Thursday, February 04, 2010

The State of Jazz

This NPR piece about a woman complaining that current jazz isn't exciting makes my head explode.

That it's on NPR seems typical--the NPR demographic is precisely the same demographic as the average jazz fan--middle-aged, white, and affluent. And this demographic usually sees good jazz as something that stopped in 1964, when A Love Supreme got a little to crazy. They like retro-jazz, but how much Wynton Marsalis can one person listen to? Well, some I guess. But how much Diana Krall?  Hopefully, none at all.

So it's hardly surprising that these people would find current jazz boring--nothing's happened in years. It's all retreading familiar ground, broken in radical ways by musicians from the 1910s through the 1960s. That stuff is great; you can hear the experimentation in the music. The retread stuff is by and large trite and old-fashioned, even if some of it is well-played.

Meanwhile, there is awesome jazz and jazz-related music all over the place if you look for it.

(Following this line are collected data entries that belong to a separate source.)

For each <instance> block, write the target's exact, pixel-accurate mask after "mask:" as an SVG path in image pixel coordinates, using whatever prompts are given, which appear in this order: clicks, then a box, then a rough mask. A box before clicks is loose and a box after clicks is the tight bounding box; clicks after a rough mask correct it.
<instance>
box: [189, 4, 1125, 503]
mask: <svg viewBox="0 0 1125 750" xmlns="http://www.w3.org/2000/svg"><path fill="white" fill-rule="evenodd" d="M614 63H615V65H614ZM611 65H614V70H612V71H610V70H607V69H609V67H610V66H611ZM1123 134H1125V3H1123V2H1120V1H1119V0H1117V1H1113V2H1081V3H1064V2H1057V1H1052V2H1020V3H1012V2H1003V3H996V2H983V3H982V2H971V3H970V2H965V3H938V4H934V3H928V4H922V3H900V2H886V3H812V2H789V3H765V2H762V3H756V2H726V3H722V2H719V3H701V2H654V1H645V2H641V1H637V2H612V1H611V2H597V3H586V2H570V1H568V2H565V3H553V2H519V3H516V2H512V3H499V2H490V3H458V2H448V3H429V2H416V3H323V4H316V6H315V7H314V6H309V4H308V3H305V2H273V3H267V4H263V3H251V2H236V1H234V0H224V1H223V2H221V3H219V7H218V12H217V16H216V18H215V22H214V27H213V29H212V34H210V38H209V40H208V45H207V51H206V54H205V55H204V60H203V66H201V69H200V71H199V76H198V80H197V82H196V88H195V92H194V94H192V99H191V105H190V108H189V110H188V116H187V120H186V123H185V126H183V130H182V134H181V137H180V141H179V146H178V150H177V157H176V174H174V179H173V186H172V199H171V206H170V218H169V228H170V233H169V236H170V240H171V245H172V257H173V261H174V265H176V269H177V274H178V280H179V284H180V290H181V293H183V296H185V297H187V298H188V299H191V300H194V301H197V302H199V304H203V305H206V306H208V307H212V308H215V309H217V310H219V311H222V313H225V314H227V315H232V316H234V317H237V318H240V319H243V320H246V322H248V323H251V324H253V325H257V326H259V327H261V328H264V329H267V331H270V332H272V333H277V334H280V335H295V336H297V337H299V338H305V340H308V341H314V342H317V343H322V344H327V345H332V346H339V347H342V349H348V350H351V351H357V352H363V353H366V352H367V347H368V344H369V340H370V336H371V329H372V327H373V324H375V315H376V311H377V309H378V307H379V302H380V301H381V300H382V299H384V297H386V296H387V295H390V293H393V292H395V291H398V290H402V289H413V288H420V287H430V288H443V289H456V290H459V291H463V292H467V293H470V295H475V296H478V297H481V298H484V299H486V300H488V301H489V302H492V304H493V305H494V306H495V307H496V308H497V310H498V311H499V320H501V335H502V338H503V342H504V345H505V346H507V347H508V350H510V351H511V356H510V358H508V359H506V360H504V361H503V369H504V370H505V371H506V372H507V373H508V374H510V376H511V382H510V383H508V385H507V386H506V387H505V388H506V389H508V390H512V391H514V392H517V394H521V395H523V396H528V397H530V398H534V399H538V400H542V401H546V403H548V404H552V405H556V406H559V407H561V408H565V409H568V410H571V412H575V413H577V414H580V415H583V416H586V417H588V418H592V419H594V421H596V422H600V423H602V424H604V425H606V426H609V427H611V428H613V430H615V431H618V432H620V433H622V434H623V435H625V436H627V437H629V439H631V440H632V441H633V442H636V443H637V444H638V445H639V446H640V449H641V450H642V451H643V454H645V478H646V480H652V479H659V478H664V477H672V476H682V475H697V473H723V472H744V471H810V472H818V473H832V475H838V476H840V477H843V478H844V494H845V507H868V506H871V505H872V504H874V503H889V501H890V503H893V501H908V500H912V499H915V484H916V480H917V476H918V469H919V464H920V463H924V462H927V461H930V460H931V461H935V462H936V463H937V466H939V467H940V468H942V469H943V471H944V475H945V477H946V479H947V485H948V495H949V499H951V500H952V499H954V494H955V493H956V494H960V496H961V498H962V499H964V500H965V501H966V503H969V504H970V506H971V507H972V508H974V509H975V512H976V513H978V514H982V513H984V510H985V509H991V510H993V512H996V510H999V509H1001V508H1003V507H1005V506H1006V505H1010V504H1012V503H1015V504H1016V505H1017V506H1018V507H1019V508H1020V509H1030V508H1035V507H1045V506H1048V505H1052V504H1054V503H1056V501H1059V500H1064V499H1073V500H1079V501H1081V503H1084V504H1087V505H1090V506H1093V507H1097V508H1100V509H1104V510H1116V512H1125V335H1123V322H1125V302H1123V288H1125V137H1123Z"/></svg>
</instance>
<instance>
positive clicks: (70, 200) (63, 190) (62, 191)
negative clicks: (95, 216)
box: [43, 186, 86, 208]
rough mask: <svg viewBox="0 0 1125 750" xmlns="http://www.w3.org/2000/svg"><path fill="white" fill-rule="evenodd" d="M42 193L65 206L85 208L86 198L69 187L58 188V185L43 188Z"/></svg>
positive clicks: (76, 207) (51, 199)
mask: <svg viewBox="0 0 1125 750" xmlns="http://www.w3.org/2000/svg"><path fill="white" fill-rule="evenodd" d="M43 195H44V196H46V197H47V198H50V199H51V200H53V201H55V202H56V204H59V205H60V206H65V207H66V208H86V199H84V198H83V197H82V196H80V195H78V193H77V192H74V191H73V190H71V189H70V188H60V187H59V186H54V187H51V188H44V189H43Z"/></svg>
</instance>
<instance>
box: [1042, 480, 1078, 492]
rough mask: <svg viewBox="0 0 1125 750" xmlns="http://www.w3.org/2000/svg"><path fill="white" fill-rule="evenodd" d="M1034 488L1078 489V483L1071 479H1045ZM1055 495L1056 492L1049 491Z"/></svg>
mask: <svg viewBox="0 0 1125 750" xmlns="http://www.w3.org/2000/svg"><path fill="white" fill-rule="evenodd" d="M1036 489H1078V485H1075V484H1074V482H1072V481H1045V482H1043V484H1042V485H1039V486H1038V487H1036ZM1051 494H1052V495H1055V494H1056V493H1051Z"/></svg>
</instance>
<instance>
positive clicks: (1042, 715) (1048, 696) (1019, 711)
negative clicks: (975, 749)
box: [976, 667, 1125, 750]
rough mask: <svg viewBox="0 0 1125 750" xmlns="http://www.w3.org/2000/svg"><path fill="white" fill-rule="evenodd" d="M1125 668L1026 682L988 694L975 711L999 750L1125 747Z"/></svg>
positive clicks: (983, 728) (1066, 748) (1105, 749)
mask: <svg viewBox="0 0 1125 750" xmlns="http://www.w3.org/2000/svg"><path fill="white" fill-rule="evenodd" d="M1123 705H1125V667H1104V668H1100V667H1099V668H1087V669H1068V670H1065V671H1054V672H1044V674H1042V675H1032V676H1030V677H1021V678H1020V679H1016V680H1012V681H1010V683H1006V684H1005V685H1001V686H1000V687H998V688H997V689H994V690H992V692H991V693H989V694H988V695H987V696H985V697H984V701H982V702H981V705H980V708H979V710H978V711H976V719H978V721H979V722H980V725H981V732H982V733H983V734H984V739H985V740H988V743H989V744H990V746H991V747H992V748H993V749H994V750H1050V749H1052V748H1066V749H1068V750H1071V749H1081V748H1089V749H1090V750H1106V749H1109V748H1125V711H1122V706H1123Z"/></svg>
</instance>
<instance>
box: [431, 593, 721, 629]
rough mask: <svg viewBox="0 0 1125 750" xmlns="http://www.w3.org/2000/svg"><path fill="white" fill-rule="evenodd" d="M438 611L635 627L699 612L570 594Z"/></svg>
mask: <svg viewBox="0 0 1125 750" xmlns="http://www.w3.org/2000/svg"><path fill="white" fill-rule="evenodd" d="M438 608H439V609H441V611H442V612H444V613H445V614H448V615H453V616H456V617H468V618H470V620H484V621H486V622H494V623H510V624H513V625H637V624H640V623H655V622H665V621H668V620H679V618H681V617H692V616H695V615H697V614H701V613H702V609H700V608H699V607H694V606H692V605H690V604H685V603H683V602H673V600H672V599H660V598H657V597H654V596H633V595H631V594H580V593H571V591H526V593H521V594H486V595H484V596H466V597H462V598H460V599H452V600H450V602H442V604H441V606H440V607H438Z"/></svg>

Jazz has expanded in all sorts of new directions in recent years. Bill Frisell, John Zorn, Matthew Shipp, William Parker, David S. Ware, Susie Ibarra, Ikue Mori, etc., etc., etc. There is amazing players out there. They still have the spirit of jazz--the spirit of pushing the boundaries, finding new ways to express emotion through the music, etc.

New jazz isn't boring at all. But modern musicians who really want to sound like Dave Brubeck and Art Blakey are boring. Listen to Blakey and Brubeck and so many others. And then also listen to Don Byron and Darius Jones and Roy Campbell. But don't claim jazz is boring just because you're listening to retread music.